Am I addicted to making macarons now? Possibly.
These little bites of wonder are such a taste treat, and I am officially hooked on perfecting my technique and trying new flavors and fillings.
What is it about chocolate and coconut that makes such an awesome pairing? I have to admit: I only recently started enjoying coconut. I honestly did not know what I was missing out on all of these years! But now, if a sweet treat has coconut involved, I will get my hands on it.
Adding the shredded coconut to the tops of these macaron shells adds a nice little touch of texture and sweetness. If you want your macarons to sit flat on a plate, only sprinkle half of your shells with coconut, so the tops are the only one with texture. Or, if you’re like me, you don’t care and want the extra coconut involved so you put it on both sides. Whatever floats your boat.
Do you have any favorite flavor combos with coconut?
- For the macarons:
- ¾ cup almond meal/flour
- 1 cup confectioner’s sugar
- 2 tbsp unsweetened cocoa powder
- 2 extra large egg whites, aged at least 24 hours
- ¼ cup granulated sugar
- sweetened coconut, shredded
- For the vanilla buttercream:
- ½ cup unsalted butter, softened
- 2 tsp vanilla extract
- 2 cups sifted confectioner’s sugar
- 1 tbsp milk
- Place the almond flour, confectioner’s sugar, and cocoa powder in a bowl and gently mix to combine. Set aside.
- Line 2 baking sheets with silicone mats or macaron mats.
- Place the egg whites in a large bowl and whip until they hold a soft shape. Make sure they are frothy in appearance before adding sugar. Then, gradually beat in the sugar in a steady stream and continue to whip the egg whites until they form a firm peak. Do not shut the mixer off during this process – the chance of under-whipping is greater than over-whipping.
- Using a spatula, fold the almond/sugar/cocoa mixture into the egg whites ⅓ at a time. When all the dry ingredients are thoroughly incorporated (about 30 stirs – move the bowl around in a circle as you stir), continue to fold until it forms a shiny batter with a thick, ribbon-like consistency. If you want to know if your batter is the right consistency – perform the river test! Draw your spatula through the center of your batter: it should run together slowly.
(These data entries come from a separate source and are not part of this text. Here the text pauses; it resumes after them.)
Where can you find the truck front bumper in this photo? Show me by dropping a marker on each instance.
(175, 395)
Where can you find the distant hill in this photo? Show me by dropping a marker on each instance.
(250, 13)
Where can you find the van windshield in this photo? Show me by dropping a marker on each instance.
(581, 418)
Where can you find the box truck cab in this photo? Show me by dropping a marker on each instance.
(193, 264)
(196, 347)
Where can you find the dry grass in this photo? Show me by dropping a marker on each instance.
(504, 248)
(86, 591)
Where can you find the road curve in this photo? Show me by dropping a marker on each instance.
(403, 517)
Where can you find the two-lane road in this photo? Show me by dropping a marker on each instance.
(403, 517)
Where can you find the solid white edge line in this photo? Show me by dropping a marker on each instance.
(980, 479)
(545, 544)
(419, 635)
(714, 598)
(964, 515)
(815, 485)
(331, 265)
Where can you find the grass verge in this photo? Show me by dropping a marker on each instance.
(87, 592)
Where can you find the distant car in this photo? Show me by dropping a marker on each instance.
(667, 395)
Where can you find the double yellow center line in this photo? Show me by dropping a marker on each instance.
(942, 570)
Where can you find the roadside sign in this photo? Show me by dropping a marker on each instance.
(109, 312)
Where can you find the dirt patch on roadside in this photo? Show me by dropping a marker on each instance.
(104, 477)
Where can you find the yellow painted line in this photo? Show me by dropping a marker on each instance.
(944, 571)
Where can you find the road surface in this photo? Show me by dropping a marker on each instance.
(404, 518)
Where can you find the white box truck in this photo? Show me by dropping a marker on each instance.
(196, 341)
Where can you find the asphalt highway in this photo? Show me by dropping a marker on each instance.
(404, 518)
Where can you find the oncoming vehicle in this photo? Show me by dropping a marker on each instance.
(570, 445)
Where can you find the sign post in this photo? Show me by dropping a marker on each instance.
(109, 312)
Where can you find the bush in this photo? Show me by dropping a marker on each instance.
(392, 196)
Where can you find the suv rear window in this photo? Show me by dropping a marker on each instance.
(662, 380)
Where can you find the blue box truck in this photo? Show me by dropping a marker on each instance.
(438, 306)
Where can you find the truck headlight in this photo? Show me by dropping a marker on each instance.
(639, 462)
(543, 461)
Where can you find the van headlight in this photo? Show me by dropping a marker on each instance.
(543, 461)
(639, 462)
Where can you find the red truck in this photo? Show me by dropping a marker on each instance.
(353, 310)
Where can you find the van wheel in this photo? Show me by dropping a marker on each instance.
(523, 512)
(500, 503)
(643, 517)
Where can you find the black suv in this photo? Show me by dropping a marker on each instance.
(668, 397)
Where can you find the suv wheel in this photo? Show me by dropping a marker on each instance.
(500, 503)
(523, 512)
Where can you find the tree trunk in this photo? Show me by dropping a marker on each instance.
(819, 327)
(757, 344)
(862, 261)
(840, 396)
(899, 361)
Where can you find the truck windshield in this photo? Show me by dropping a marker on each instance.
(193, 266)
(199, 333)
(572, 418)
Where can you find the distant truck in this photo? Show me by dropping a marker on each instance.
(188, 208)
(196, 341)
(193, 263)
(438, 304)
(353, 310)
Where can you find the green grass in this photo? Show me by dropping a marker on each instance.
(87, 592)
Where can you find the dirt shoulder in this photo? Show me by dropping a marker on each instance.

- Place half the batter into a pastry bag fitted with a ½ inch opening tip. Pipe small circles (about the size of a quarter) onto the prepared mats, leaving 2 fingers worth of space between each cookie if you are piping freehand. Repeat the process with the second half of the batter. ***Note: you use only half of the batter at a time because the heat of your hands will warm the batter as you pipe. Small batches will reduce the chance of this happening***
- When the batter is piped, it is time to SLAM! Firmly tap the baking sheets onto your work surface 2-3 times to remove air bubbles. When I say tap, I don’t mean a gentle tap – slam your sheet down with PURPOSE! Don’t be afraid. Once your pans have been slammed, sprinkle the macaron shells with shredded coconut (you must add toppings at this point; once they sit and bake, ingredients will no longer stick to the shells).
- Preheat your oven to 325° F and set your racks in the center slots – my oven has 6 shelf levels: I place my racks on the 3rd and 4th. Meanwhile, allow the macarons to stand at room temperature for about 30 minutes until a skin forms on top of the shells. When you gently touch the top of the macarons, the batter should not stick to your finger.
- Place your macaron shells on the top rack, and an additional EMPTY baking sheet on the rack below it – it will help to absorb the heat and allow the cookies to bake evenly. Bake the shells for 15 minutes, rotating the pan at the halfway mark. The macarons are ready with they have a crisp shell and the frilly foot at the bottom does not wobble when the shells are gently lifted from the mat. If they still wobble and stick – they are undercooked! Place the tray back in the oven for another 1-2 minutes and continue checking!
- Cool the shells for 10 minutes and then carefully peel the macarons off of the mat and set aside to cool completely. Using an offset spatula is an easy way to remove them from the mat – I’d recommend using one!
- Next, create the vanilla buttercream! Cream the soft butter with an electric mixer. Add the vanilla extract, then gradually add the sugar, ½ cup at a time. Scrape the sides of your bowl as you go. When the sugar is completely mixed in, add the milk and stir until incorporated.
- Finally, it is time to complete the macarons. Gently spread about a teaspoon of buttercream on the bottom of a macaron shell, then sandwich it together with another cookie. Allow the macarons to set for at least an hour for the cookies to set. Once assembled, they can be stored (covered) at room temperature for 24-48 hours. If you are waiting 2 days to eat them, I would suggest refrigerating them and removing from the fridge about an hour before serving so they can come to room temperature before serving. You can also keep the cookies (without filling) in airtight containers for up to a week. Enjoy!!!
Oh my goodness! I cannot bake at all, so I guess if I start anywhere it won’t be with a macaroons. . . Good for you for tackling such a tedious baking project! :o)
I can say, I think you perfected these little guys!